Depuis qu’il avait élu domicile à Karlsruhe, le grand génie était tout désorienté dans sa patrie.

— À notre époque, c’est une honte de venir dire que le monde a pour support trois poissons, cria tout à coup une demoiselle. — Vous, Karmazinoff, vous n’avez pas pu descendre dans la caverne où vous prétendez avoir vu votre ermite. D’ailleurs, qui parle des ermites à présent ?

— Messieurs, je suis on ne peut plus étonné de vous voir prendre cela si sérieusement. Du reste… du reste, vous avez parfaitement raison. Personne plus que moi ne respecte la vérité, la réalité…

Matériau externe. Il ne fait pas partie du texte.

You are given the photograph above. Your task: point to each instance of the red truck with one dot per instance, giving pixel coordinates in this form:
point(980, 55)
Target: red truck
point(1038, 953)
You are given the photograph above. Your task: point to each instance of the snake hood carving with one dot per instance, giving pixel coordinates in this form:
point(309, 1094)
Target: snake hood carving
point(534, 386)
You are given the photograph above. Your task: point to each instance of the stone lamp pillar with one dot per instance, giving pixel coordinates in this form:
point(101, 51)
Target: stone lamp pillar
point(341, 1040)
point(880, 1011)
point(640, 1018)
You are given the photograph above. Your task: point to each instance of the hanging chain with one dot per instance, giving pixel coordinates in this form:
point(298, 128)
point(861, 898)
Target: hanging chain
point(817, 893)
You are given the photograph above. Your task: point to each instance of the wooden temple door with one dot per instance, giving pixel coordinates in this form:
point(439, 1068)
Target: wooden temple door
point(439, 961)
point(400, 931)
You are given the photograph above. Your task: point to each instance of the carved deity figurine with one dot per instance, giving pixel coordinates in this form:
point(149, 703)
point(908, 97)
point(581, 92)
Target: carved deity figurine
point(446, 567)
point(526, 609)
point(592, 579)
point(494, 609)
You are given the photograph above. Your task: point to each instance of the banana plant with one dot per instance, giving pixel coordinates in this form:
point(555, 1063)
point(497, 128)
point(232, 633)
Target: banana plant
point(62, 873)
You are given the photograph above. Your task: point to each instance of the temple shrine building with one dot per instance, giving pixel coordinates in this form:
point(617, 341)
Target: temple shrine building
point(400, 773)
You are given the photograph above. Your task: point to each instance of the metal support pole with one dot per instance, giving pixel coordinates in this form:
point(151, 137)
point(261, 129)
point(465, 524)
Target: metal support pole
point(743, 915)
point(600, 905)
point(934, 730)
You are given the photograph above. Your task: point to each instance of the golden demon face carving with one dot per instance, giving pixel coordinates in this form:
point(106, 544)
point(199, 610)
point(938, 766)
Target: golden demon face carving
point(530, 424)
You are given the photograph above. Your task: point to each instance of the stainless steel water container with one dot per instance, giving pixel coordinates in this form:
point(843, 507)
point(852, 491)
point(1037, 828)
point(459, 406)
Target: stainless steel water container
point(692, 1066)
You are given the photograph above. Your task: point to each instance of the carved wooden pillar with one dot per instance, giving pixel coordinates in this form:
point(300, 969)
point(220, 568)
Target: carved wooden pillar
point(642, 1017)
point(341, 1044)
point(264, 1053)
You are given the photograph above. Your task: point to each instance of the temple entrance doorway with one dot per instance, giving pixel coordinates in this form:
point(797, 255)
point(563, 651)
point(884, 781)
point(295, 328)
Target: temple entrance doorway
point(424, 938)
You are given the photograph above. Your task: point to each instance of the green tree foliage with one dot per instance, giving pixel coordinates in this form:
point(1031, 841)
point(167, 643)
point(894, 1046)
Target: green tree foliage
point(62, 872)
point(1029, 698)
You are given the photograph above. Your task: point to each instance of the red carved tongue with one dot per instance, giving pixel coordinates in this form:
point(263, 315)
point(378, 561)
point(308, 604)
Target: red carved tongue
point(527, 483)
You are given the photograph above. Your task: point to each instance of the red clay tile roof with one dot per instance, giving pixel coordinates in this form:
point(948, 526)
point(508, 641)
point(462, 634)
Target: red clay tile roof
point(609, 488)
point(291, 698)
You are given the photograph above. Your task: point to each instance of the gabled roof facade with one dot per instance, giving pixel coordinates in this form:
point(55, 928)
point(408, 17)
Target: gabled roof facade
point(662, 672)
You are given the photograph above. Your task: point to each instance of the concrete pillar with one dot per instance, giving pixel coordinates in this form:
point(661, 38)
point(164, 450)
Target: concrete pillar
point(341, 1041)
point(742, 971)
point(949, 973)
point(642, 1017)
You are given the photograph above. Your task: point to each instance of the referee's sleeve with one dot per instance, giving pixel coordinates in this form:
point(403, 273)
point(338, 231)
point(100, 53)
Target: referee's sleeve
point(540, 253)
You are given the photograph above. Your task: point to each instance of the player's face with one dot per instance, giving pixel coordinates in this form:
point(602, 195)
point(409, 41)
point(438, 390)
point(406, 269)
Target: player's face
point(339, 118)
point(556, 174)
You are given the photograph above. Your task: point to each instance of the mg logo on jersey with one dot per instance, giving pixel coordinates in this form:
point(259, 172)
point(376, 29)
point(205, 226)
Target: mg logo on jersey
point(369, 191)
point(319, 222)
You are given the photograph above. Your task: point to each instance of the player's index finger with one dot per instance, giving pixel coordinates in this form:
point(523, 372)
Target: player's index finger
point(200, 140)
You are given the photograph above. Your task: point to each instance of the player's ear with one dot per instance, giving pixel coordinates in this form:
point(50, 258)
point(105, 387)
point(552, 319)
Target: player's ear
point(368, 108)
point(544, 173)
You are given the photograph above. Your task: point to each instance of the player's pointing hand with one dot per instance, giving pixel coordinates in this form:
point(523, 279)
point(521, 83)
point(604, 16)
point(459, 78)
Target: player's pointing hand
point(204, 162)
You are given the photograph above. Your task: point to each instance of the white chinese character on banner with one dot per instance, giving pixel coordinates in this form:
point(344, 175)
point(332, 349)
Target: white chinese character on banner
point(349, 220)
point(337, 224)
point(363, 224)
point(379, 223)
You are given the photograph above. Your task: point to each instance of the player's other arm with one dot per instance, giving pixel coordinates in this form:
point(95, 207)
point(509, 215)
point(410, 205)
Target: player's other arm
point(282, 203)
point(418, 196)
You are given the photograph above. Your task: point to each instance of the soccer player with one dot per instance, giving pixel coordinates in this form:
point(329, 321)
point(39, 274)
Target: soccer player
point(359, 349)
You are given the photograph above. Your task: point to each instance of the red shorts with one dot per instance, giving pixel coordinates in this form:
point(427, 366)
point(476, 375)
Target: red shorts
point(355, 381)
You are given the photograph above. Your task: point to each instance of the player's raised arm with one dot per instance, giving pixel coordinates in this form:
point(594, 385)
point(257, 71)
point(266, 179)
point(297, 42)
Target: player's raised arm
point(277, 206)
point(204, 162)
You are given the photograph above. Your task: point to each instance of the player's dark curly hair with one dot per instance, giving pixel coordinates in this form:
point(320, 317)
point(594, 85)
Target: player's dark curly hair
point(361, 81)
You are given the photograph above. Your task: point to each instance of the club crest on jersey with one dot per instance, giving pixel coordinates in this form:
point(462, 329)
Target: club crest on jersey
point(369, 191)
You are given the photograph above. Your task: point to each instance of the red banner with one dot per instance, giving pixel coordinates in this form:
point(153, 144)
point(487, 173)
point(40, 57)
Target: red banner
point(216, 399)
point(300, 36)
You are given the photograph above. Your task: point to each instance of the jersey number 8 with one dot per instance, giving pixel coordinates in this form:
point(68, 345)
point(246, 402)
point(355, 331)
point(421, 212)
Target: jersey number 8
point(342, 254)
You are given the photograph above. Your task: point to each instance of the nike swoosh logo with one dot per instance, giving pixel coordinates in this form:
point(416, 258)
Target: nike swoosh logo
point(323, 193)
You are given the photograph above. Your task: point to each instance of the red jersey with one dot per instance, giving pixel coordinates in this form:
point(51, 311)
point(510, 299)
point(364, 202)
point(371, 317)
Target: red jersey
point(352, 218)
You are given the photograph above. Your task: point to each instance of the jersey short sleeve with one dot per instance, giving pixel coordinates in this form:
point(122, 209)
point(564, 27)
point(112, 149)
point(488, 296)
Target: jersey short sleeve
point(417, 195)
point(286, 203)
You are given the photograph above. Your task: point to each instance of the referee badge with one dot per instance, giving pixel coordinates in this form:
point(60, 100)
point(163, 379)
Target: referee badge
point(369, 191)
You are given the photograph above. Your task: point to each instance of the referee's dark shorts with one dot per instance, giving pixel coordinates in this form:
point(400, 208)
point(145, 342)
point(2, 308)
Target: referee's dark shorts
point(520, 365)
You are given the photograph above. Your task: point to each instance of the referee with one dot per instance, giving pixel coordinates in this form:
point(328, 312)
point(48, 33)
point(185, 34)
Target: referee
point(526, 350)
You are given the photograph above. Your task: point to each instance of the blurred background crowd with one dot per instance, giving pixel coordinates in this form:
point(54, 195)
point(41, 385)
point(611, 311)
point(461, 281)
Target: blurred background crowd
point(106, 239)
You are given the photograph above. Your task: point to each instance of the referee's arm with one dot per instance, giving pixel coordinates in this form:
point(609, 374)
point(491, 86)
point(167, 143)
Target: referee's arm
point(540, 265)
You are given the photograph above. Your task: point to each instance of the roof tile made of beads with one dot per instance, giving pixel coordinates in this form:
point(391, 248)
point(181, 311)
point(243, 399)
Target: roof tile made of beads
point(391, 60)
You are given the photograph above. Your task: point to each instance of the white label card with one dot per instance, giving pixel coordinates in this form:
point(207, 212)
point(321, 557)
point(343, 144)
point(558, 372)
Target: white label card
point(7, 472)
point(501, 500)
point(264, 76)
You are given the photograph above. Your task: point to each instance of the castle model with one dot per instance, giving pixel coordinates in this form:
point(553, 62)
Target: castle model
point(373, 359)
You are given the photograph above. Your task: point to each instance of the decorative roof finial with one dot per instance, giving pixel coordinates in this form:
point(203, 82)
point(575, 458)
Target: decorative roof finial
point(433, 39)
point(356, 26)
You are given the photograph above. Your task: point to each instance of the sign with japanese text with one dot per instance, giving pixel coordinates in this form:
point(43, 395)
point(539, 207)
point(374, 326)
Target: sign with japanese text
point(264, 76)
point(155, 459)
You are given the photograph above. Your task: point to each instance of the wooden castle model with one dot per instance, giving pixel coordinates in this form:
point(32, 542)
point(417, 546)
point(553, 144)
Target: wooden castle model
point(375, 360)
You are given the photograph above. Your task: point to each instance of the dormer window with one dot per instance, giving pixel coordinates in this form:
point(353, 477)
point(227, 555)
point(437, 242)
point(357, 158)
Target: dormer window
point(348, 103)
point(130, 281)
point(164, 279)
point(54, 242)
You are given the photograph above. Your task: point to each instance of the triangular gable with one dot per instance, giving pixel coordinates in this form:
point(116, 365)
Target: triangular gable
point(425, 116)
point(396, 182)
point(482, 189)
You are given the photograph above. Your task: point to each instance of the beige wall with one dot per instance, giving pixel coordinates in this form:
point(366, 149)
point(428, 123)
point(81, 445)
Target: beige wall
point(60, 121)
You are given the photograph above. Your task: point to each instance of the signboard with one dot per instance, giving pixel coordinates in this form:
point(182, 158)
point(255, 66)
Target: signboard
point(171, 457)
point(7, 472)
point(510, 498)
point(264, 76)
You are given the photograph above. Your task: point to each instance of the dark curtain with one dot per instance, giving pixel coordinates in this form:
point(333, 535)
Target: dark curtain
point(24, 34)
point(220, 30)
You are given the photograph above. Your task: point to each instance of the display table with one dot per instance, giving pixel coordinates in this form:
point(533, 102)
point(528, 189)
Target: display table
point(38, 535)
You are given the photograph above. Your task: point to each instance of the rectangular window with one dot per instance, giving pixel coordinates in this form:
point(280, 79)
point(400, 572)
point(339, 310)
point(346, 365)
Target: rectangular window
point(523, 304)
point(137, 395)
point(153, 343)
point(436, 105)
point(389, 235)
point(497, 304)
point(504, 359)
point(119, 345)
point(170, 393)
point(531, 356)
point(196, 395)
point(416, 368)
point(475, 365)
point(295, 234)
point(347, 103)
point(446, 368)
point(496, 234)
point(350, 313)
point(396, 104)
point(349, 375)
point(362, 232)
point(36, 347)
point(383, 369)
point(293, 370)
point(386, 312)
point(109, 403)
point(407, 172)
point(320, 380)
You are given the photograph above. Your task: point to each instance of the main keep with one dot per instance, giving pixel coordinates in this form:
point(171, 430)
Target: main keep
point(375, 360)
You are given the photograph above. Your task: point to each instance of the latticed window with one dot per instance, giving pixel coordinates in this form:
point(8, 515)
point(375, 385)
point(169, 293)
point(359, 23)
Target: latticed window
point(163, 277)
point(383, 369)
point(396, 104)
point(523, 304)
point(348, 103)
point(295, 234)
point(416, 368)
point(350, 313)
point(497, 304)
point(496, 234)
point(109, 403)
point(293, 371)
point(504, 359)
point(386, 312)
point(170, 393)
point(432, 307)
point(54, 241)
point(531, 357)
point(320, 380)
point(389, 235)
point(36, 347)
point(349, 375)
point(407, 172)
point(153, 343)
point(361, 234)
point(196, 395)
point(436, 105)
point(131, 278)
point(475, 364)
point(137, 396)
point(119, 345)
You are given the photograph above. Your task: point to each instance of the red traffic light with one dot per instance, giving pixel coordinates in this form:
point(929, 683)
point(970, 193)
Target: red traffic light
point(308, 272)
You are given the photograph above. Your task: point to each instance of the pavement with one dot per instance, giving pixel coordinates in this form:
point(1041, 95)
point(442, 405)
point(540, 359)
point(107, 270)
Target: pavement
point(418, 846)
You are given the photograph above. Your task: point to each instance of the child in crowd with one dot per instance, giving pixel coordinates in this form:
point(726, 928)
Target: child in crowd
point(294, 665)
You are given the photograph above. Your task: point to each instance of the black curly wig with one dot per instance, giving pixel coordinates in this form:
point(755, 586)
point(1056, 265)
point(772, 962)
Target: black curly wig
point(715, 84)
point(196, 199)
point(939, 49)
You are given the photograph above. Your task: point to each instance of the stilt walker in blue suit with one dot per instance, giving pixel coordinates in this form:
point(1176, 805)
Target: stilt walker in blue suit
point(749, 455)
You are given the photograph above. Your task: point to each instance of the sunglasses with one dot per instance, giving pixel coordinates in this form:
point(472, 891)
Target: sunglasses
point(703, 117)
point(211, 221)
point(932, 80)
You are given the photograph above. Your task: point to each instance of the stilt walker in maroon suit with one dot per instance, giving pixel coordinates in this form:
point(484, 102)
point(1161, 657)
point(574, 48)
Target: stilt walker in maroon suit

Bien qu’il sourît ironiquement, il était fort troublé. Sa physionomie semblait dire : « Je ne suis pas ce que vous pensez, je suis avec vous, seulement louez-moi, louez-moi le plus possible, j’adore cela… »

À la fin, piqué au vif, il ajouta :

— Messieurs, je vois que mon pauvre petit poème n’a pas atteint le but. Et moi-même, paraît-il, je n’ai pas été plus heureux.

— Il visait une corneille, et il a atteint une vache, brailla quelqu’un.

Mieux eût valu sans doute ne pas relever cette observation d’un imbécile probablement ivre. Il est vrai qu’elle fut suivie de rires irrespectueux.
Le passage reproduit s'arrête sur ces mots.